You are viewing a plain text version of this content. The canonical link for it is here.
Posted to common-user@hadoop.apache.org by Shrish <s....@lancaster.ac.uk> on 2011/07/22 17:18:49 UTC
Problem with Hadoop Streaming -file option for Java class files
I am struggling with a issue in hadoop streaming in the "-file" option.
First I tried the very basic example in streaming:
hadoop@ubuntu:/usr/local/hadoop$ bin/hadoop jar
contrib/streaming/hadoop-streaming-0.20.203.0.jar -mapper
org.apache.hadoop.mapred.lib.IdentityMapper \ -reducer /bin/wc -inputformat
KeyValueTextInputFormat -input gutenberg/* -output gutenberg-outputtstchk22
which worked absolutely fine.
Then I copied the IdentityMapper.java source code and compiled it.
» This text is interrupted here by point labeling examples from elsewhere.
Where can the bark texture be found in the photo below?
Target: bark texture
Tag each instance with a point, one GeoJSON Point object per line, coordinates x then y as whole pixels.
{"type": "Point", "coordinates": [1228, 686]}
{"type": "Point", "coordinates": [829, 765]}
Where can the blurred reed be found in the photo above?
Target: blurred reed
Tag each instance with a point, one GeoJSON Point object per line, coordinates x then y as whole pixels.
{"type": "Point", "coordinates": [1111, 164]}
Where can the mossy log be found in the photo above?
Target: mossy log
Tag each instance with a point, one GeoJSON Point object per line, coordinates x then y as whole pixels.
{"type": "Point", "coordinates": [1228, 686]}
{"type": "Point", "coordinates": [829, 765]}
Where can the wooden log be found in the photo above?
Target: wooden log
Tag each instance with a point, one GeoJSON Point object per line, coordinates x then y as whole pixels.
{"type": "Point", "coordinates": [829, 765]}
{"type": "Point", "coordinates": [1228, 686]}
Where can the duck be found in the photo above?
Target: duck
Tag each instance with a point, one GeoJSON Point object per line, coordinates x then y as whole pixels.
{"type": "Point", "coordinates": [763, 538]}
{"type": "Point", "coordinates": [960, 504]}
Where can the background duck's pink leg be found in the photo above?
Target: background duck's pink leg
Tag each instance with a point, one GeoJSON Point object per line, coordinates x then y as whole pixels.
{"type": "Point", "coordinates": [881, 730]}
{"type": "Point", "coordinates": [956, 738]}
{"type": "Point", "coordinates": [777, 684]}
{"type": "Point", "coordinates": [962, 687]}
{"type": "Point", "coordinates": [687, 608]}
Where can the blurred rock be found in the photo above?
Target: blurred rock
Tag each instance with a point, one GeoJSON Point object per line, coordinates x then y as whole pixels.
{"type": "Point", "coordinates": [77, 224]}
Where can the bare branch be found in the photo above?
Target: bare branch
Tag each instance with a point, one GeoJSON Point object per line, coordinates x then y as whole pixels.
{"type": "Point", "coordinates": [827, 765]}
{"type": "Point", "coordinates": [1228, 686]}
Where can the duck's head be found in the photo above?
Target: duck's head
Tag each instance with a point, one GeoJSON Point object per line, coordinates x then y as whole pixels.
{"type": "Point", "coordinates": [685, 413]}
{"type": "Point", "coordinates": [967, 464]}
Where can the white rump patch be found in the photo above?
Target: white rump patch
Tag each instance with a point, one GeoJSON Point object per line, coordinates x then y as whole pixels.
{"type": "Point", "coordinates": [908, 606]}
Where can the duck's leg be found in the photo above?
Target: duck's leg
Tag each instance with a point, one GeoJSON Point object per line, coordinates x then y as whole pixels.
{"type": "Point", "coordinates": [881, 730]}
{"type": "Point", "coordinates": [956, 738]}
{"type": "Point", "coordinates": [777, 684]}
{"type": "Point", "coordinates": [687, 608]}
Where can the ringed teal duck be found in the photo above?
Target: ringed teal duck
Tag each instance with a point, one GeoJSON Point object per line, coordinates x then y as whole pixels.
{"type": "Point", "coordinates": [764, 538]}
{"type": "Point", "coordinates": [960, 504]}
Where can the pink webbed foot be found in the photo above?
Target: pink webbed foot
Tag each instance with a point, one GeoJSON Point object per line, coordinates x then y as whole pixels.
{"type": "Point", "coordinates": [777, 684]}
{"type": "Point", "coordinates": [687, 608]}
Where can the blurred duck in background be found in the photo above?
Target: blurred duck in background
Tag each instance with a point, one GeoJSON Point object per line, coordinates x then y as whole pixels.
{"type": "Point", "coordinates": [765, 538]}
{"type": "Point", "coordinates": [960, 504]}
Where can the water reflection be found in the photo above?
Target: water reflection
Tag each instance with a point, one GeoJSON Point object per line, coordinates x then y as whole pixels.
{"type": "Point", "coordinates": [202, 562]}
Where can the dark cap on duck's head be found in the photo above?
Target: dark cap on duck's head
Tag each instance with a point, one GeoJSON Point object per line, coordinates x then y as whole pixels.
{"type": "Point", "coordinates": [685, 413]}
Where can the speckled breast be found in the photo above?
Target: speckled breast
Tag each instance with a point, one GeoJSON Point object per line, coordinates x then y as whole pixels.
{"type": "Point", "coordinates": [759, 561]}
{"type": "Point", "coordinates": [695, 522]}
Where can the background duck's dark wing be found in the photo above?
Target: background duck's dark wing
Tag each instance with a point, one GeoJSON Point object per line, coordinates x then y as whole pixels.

Then I placed
this class file in the /home/hadoop folder and executed the following in the
terminal.
hadoop@ubuntu:/usr/local/hadoop$ bin/hadoop jar
contrib/streaming/hadoop-streaming-0.20.203.0.jar -file ~/IdentityMapper.class
-mapper IdentityMapper.class \ -reducer /bin/wc -inputformat
KeyValueTextInputFormat -input gutenberg/* -output gutenberg-outputtstch6
The execution failed with the following error in the stderr file:
java.io.IOException: Cannot run program "IdentityMapper.class":
java.io.IOException: error=2, No such file or directory
Then again I tried it by copying the IdentityMapper.class file in the hadoop
installation and executed the following:
hadoop@ubuntu:/usr/local/hadoop$ bin/hadoop jar
contrib/streaming/hadoop-streaming-0.20.203.0.jar -file IdentityMapper.class
-mapper IdentityMapper.class \ -reducer /bin/wc -inputformat
KeyValueTextInputFormat -input gutenberg/* -output gutenberg-outputtstch5
But unfortunately again I got the same error.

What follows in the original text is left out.